Mit Blick auf ihre meist weiblichen Wähler präsentierte Clinton ihren Kontrahenten im Wahlkampf als unverbesserlichen Macho mit einem Faible für Schönheitswettbewerbe. Trump steht vor allem bei männlichen Wählern höher im Kurs.

Die Journalistin der Washington Post Vanessa Williams meint, “er muss sich Gedanken machen, wir er sein Image als Sexist abschüttelt. Er machte selbst vor kurzem einige Bemerkungen über Frauen, das ist eine Tatsache. Bisher war er bei Themen, die Frauen wichtig sind, sehr ungenau.”

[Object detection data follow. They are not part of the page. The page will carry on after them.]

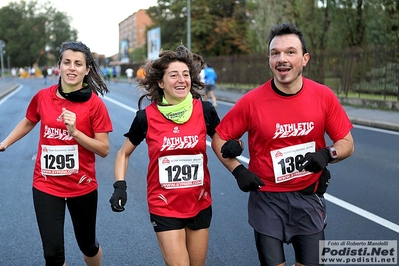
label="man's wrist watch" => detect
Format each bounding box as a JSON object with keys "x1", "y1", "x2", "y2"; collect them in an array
[{"x1": 326, "y1": 147, "x2": 338, "y2": 162}]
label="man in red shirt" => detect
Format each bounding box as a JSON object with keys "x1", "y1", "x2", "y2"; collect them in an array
[{"x1": 212, "y1": 24, "x2": 354, "y2": 265}]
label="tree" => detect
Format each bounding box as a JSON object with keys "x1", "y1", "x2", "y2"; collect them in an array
[{"x1": 0, "y1": 1, "x2": 77, "y2": 67}]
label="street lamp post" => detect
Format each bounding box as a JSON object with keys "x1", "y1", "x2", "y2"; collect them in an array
[{"x1": 0, "y1": 40, "x2": 6, "y2": 78}]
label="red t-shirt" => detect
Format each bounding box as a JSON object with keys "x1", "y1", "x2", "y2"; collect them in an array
[
  {"x1": 26, "y1": 85, "x2": 112, "y2": 197},
  {"x1": 146, "y1": 99, "x2": 212, "y2": 218},
  {"x1": 216, "y1": 78, "x2": 353, "y2": 192}
]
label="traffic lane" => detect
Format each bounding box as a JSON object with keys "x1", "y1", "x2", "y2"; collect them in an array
[{"x1": 327, "y1": 128, "x2": 399, "y2": 231}]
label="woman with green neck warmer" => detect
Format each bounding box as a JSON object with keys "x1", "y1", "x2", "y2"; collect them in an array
[{"x1": 110, "y1": 45, "x2": 242, "y2": 266}]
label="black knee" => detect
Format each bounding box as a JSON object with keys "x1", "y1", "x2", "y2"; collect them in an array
[
  {"x1": 44, "y1": 250, "x2": 65, "y2": 266},
  {"x1": 80, "y1": 243, "x2": 100, "y2": 257}
]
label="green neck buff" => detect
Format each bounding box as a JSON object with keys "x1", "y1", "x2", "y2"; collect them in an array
[{"x1": 157, "y1": 92, "x2": 193, "y2": 124}]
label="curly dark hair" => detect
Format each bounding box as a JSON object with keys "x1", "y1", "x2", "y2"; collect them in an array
[
  {"x1": 137, "y1": 45, "x2": 205, "y2": 109},
  {"x1": 58, "y1": 42, "x2": 109, "y2": 96}
]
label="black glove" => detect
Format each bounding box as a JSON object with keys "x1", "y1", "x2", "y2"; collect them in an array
[
  {"x1": 298, "y1": 149, "x2": 330, "y2": 173},
  {"x1": 220, "y1": 140, "x2": 244, "y2": 158},
  {"x1": 232, "y1": 164, "x2": 265, "y2": 192},
  {"x1": 109, "y1": 180, "x2": 127, "y2": 212}
]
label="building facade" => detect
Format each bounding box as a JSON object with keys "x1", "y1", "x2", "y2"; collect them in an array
[{"x1": 119, "y1": 9, "x2": 153, "y2": 63}]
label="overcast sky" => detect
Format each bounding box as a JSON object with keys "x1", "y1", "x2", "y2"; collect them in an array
[{"x1": 0, "y1": 0, "x2": 157, "y2": 57}]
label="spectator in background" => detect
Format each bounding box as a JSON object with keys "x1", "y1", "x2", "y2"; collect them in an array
[
  {"x1": 11, "y1": 67, "x2": 17, "y2": 80},
  {"x1": 47, "y1": 67, "x2": 53, "y2": 81},
  {"x1": 112, "y1": 66, "x2": 118, "y2": 83},
  {"x1": 42, "y1": 66, "x2": 48, "y2": 84},
  {"x1": 125, "y1": 67, "x2": 134, "y2": 86},
  {"x1": 200, "y1": 63, "x2": 218, "y2": 108}
]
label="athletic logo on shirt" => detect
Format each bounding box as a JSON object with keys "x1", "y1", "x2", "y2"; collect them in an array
[
  {"x1": 273, "y1": 122, "x2": 314, "y2": 139},
  {"x1": 161, "y1": 135, "x2": 198, "y2": 151},
  {"x1": 43, "y1": 125, "x2": 73, "y2": 140}
]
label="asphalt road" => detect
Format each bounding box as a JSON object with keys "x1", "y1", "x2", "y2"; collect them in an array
[{"x1": 0, "y1": 80, "x2": 399, "y2": 266}]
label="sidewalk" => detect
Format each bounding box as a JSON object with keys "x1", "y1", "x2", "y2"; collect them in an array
[{"x1": 0, "y1": 79, "x2": 399, "y2": 132}]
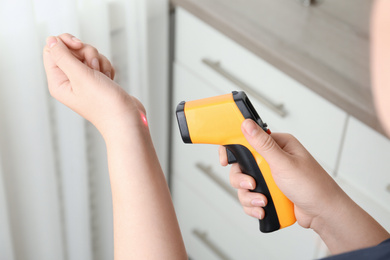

Clinton hingegen gilt bei Wählern als überehrgeizig, distanziert und Teil des politischen Establishments. Sie ist die zweit unbeliebteste Präsidentschaftskandidatin, die es je gab – schlechter schneidet nur Trump ab.

euronews-Korrespondenten Stefan Grobe in Washington:
“Der Grund, warum viele Frauen wenig enthusiastisch angesichts einer möglicherweise ersten Frau im Präsidentenamt sind, ist Hillary Clinton: Für viele symbolisiert sie die Vergangenheit, nicht die Zukunft. Doch die meisten Frauen sehen in ihr die weit bessere Wahl als in Donald Trump.”